Last week I took on an ambitious 5-day cleanse. You can read about the plan and my daily progress here. I had a few bumps along the way, but overall it was a very positive experience! Now that it’s over, here’s what I learned and am taking forward.

  1. It was the reset I was looking for. Just as I hoped, living as clean as could imagine (I wasn’t going to fast or give up solid foods) was an effective way to put the decadent holiday/entertaining period behind me. And cutting out a bunch of stuff—sugar, dairy, alcohol, processed carbs, fried foods, TV, etc—was a big enough challenge that I felt motivated while not missing any one thing all that much.
  2. I felt great. Wow, after four days my energy was through the roof! Also, I felt very confident and proud of my ability to mostly stick to the commitment I’d made to myself.
  3. It’s not sustainable. There’s no way I could give up all those food groups for good. In this interesting article about intuitive eating, dietitians Elyse Resch and Evelyn Tribole maintain that banishing certain foods only adds to their power and makes it more likely a person will binge on them rather than enjoy sensible portions as part of their regular diet. I relate! The day after my cleanse I went crazy on an oozy wedge of St. André’s triple creme cheese. I have borderline high cholesterol so that wan’t a healthy move. But eliminating all dairy left me salivating for the most buttery thing I could get my mouth on.
  4. Bad and good habits go together. We’ve talked about the concept of “habit stacking” here on the blog, and this cleanse really pointed out how my habits, both good and bad, are bundled together.
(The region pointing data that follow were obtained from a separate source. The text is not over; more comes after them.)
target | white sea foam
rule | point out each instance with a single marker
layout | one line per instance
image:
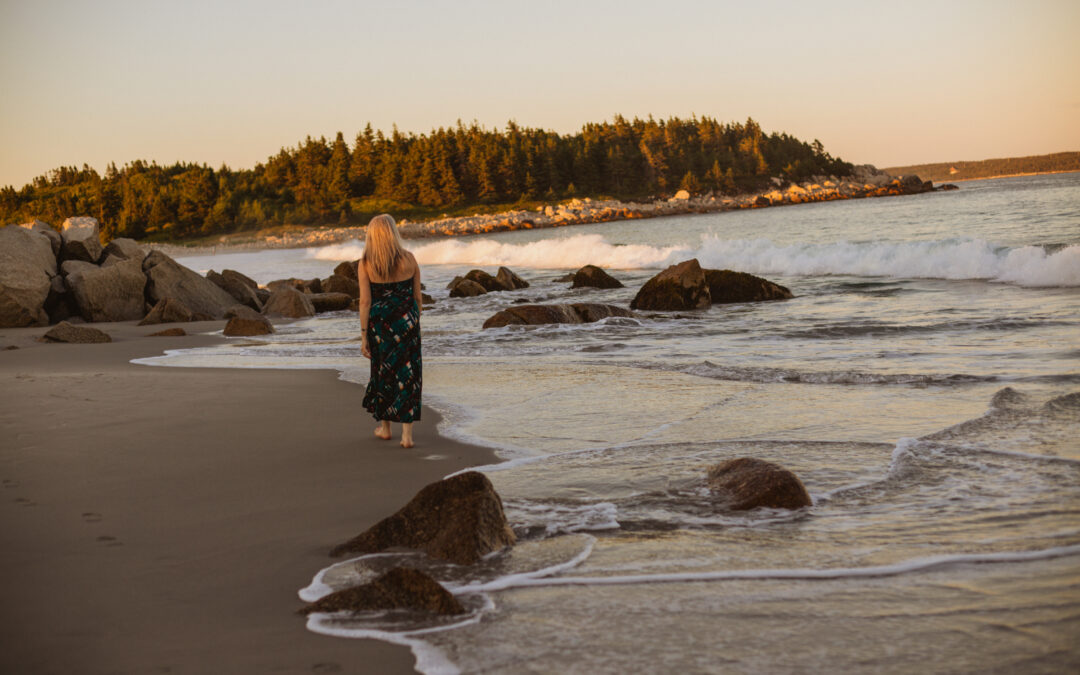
(955, 258)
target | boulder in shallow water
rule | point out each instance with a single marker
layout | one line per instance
(402, 588)
(678, 287)
(592, 277)
(728, 286)
(459, 518)
(747, 483)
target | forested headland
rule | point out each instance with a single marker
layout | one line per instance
(457, 170)
(1058, 162)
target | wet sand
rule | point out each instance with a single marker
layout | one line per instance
(162, 520)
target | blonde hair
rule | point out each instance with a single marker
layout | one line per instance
(382, 245)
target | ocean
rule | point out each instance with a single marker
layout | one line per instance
(925, 385)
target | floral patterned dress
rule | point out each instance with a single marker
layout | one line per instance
(393, 336)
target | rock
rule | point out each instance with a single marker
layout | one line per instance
(593, 277)
(728, 286)
(459, 518)
(329, 301)
(402, 588)
(240, 287)
(81, 240)
(288, 302)
(747, 483)
(509, 280)
(467, 288)
(113, 293)
(536, 314)
(123, 250)
(27, 267)
(679, 287)
(340, 283)
(81, 335)
(167, 310)
(244, 321)
(48, 231)
(169, 279)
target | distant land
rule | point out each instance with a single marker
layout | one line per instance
(1058, 162)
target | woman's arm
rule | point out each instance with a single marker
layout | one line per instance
(365, 307)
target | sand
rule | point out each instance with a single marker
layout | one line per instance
(161, 520)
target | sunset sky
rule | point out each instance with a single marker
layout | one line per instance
(233, 81)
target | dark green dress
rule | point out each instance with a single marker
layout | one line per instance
(393, 336)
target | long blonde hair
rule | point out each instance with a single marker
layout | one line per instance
(382, 245)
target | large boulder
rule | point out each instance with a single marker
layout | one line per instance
(80, 335)
(244, 321)
(169, 279)
(592, 277)
(535, 314)
(27, 268)
(81, 239)
(238, 286)
(747, 483)
(459, 518)
(288, 302)
(728, 286)
(679, 287)
(113, 293)
(402, 588)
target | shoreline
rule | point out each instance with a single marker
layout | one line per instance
(164, 518)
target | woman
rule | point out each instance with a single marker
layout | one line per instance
(390, 320)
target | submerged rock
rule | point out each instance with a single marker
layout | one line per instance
(459, 518)
(402, 588)
(747, 483)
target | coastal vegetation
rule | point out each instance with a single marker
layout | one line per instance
(459, 170)
(1058, 162)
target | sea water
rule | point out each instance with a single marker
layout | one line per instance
(925, 385)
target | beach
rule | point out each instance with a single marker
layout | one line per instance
(161, 520)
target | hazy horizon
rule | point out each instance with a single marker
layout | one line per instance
(233, 82)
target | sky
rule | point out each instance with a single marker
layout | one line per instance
(232, 81)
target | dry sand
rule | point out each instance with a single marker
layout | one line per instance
(161, 520)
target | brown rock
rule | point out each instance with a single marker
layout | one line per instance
(459, 518)
(329, 301)
(81, 335)
(288, 302)
(747, 483)
(402, 588)
(467, 288)
(679, 287)
(593, 277)
(728, 286)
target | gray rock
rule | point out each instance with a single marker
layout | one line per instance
(169, 279)
(81, 239)
(27, 267)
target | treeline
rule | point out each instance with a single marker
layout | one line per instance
(321, 181)
(988, 169)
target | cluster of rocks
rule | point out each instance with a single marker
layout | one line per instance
(460, 520)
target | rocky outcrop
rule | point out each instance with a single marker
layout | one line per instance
(244, 321)
(402, 588)
(747, 483)
(727, 286)
(535, 314)
(169, 279)
(27, 268)
(81, 240)
(459, 518)
(288, 302)
(678, 287)
(113, 293)
(81, 335)
(592, 277)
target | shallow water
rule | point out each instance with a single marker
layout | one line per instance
(922, 385)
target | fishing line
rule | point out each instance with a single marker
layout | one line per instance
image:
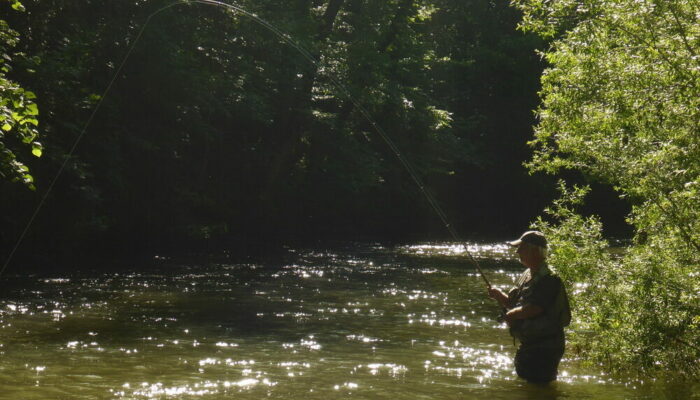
(309, 57)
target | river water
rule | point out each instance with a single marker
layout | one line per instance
(361, 321)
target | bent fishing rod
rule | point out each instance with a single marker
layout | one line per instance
(309, 57)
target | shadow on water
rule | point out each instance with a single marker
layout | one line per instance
(381, 323)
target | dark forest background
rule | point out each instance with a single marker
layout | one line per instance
(218, 134)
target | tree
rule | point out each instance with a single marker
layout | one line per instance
(621, 103)
(18, 112)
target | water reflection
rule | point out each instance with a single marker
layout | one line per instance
(409, 322)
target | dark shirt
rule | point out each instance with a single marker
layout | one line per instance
(547, 291)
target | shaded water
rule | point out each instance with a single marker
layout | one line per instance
(361, 322)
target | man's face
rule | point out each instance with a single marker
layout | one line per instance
(527, 254)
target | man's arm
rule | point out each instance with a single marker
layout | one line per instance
(499, 296)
When I settle in to watch White Lotus or The Crown in the evenings, the experience isn’t complete without a crunchy salty snack or glass of wine. But when I read a book, my go-to treat is a cup of herbal tea. It was interesting to see how I craved a certain type of food or drink during a specific time or activity. Becoming aware of my habits helped me see how I can replace the unhealthy bundles with healthier, more productive ones. I really want to do a lot more reading this year, and therefore drink more tea!
  5. Moderation feels decadent. I think this is my biggest discovery. Enjoying a small bit of something fully is a more sensuous experiences than gobbling up all I want. Limiting coffee to one cup of day made that cup so precious and delicious, I’ve never enjoyed coffee more. One chocolate chip cookie, savored thoroughly, is far more scrumptious than wolfing down three. This is something I’m definitely going to incorporate into my life: small special treats, enjoyed slowly and relished to the max.
  6. Balance is the key. This cleanse showed me how I can tidy up my diet going forward to feel more vibrant and energized. The weekend is usually the most social/indulgent time for me, so Mondays, Tuesdays and Wednesdays I’m going to focus on healthy behaviors. At this age, living well requires some discipline, but we don’t have to deprive ourselves!
Embracing moderation not deprivation!

6 thoughts

  1. So proud of the dedication to a healthy goal — and your eventual achievement! Not an easy one for sure! Always inspired by you, my dear friend ❤️


  2. I love your comment about habit stacking. This might be a better way for me to approach improving my eating habits. Only 1 cookie is still hard for me!

    Liked by 1 person

    1. You probably already have stacks of good habits you can rely on, Tricia. A bath and a book, for example. Thanks for reading!